Sunday, February 2, 2014

If only the reforms were even more radical...

The neoliberal belief that the failure of the Washington Consensus was caused by its insufficient application is alive and well.  In yesterday's NYT, Juan Carlos Hidalgo from the Cato Institute maintains that Costa Rica's problems are caused by excessive protection, incentives to selected sectors like tourism and a weak exchange rate. He concludes that "what Costa Rica needs are genuine market reforms that eliminate the government’s power to pick winners and losers."  At the same time, he repeats the unproven claim that Frente Amplio wants to replicate Chavez's policies.  

This is rather surprising: together with Mexico and Chile, Costa Rica has been an avid participant in free trade agreements.  Openness has radically transformed the agricultural sector and has reduced the opportunities to survive through subsistence agriculture for the domestic market.  Most of the manufacturing sector has suffered due to liberalization and not despite of it.  The tax system has not helped to raise enough taxes and any attempt to reform it and make it more efficient has failed because of political pressures (including those from the Libertarian party that is closest to Hidalgo's ideas). The problem of Costa Rica is that the current model has failed to support domestic producers and has built few linkages between the dynamic sectors (which receive incentives) and the rest.

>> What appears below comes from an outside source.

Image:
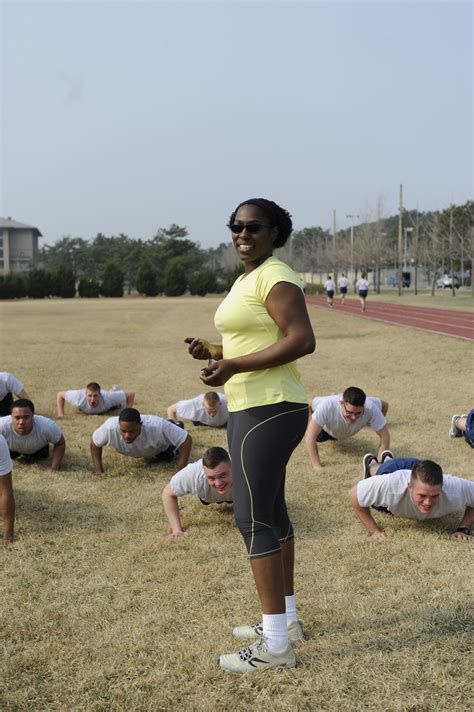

At the same time, Hidalgo's criticism of the incentives some sectors like tourism have received should be taken seriously by proponents of industrial policy.  The fact is that many of us believe that it is important to develop new sectors and that attracting companies like Intel was probably a good thing.  Yet contrary to what Hidalgo says, the problem has been insufficient state intervention to promote linkages and to use the reduction of external bottlenecks created by higher exports to support other sectors.  This is something Eva Paus in her book on Ireland and Costa Rica and my paper in World Development showed.

Regarding the Frente Amplio, it is just better not to say anything.  The "politics of fear" should be clearly named for what they are: not only unhelpful but also undemocratic!